Guerreros capturados
Cuando un joven guerrero capturaba su primer enemigo sin ayuda se convertía en hombre, y pasaba a ostentar el rango de Tlamanih y recibía un manto con diseños de flores llamado tiyahcauhtlatquitl. Dos enemigos capturados, recibía un tlahuizli y un gorro cónico llamado capilli herencia Huaxteca, todo marcado con diseños negros, descritos como zarpazos de águila, donde el color podría ser rojo, azul o amarillo, esto con relación a los colores en los que se divide el mundo y el uniforme se denominaba cuextecatl. Estos guerreros podrían ser los que algunos autores clasifican con el rango de flecha Cuextecatl ó Tequihua.
Tres enemigos capturados, recibía una capa llamada Checailacacozcatl, una insignia con forma de mariposa llamada Tlepapalotlahuiztli y el título de Tiachcauh ó líder de jóvenes y podía acceder al Telpochcalli para enseñar a jóvenes guerreros, además, se convertía en tequihua veterano, el tlahuizli podría ser verde, blanco o azul en el rango Papalotl. Cuatro enemigos capturados, recibía la vestimenta de ocelototec, es decir traje y casco de jaguar, y se convertiría en un Guerrero Jaguar.

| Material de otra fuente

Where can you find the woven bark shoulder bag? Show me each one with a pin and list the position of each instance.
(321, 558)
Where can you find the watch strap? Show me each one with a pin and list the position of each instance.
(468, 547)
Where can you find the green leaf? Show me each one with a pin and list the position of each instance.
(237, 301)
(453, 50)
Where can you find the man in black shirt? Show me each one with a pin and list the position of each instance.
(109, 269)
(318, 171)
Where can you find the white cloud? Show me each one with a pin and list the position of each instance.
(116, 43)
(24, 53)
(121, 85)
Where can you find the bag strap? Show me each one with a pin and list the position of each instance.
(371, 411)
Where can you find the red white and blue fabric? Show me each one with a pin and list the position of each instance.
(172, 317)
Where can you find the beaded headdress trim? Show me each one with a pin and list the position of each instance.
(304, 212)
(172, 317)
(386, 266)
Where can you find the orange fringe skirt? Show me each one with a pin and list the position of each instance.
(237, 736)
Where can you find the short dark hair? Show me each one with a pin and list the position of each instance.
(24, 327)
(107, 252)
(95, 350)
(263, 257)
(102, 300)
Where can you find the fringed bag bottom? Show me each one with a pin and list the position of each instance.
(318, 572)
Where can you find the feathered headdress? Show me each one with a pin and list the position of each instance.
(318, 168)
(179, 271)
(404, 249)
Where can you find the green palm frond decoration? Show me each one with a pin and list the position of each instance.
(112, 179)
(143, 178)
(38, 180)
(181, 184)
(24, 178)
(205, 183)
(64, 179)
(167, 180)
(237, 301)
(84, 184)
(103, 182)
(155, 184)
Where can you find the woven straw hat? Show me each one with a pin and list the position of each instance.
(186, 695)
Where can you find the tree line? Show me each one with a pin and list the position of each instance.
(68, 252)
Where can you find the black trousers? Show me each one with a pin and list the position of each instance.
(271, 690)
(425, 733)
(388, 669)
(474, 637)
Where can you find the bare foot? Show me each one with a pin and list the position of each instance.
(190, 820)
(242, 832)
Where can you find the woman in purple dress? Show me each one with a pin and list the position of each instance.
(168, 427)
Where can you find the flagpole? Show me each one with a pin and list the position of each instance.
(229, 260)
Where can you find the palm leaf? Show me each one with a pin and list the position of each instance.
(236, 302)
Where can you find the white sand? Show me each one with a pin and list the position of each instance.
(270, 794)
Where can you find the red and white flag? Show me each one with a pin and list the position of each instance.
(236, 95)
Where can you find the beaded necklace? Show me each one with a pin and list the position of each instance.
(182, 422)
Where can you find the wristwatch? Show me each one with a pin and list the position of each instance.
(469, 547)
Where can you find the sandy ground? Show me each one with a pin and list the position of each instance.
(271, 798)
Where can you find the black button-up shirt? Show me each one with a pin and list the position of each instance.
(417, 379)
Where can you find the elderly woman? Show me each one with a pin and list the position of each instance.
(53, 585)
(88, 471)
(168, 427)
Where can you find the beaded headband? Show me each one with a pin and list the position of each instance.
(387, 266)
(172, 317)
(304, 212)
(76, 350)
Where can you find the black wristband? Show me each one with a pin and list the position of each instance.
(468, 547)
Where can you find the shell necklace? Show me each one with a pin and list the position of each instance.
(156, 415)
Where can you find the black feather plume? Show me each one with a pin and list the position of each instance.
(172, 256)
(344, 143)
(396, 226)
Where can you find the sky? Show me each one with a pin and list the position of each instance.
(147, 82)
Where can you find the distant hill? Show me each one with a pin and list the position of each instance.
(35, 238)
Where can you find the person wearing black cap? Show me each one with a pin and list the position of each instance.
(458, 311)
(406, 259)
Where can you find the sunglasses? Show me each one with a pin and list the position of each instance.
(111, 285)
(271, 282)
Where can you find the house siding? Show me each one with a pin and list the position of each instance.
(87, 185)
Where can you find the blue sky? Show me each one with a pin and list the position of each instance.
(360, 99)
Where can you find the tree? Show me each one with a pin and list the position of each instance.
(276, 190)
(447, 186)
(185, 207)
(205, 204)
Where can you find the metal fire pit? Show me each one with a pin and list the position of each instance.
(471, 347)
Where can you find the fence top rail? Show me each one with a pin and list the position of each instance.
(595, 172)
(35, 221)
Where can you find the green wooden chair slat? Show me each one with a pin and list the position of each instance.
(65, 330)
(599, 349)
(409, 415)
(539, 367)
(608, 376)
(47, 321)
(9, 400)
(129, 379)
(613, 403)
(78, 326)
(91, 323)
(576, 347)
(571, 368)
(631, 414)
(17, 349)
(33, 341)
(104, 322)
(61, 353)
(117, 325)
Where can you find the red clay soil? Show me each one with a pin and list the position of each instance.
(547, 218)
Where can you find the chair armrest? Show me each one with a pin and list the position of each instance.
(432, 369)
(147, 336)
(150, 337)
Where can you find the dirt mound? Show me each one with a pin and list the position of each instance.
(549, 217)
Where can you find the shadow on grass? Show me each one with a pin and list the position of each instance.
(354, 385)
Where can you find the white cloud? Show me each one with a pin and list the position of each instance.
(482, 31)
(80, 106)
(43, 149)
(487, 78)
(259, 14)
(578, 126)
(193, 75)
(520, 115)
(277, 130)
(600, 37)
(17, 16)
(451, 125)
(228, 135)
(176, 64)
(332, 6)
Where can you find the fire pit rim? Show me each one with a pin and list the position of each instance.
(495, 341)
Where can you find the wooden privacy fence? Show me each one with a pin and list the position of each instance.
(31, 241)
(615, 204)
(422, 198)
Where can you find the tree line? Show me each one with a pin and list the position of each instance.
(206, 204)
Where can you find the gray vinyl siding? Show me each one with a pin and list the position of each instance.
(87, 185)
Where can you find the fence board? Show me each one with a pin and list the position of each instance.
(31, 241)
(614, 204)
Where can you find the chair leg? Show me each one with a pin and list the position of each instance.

Este uniforme se representaba con las manchas de jaguar sobre amarillo, azul, rojo o blanco. Cinco o seis enemigos capturados, se convertiría en un Guerrero Otomih, y recibían un emblema simbólico con forma de gota que se fijaba a la espalda llamado matlaxopilli y se decoraban el pelo con borlas y cintas rojas. El tlahuizli podría ser rojo, verde o azul. Numerosos enemigos capturados y acciones heroicas, se convertiría en un Guerrero Rapado o Quachicqueh, y llevarían la cabeza rapada, salvo una cresta en el centro y una trenza en la oreja izquierda. Se pintaban la cabeza una mitad azul y la otra roja o amarilla, y llevaban un tlahuizli amarillo. Sus escudos estaban decorados con motivos de espirales xicalcoliuhqui.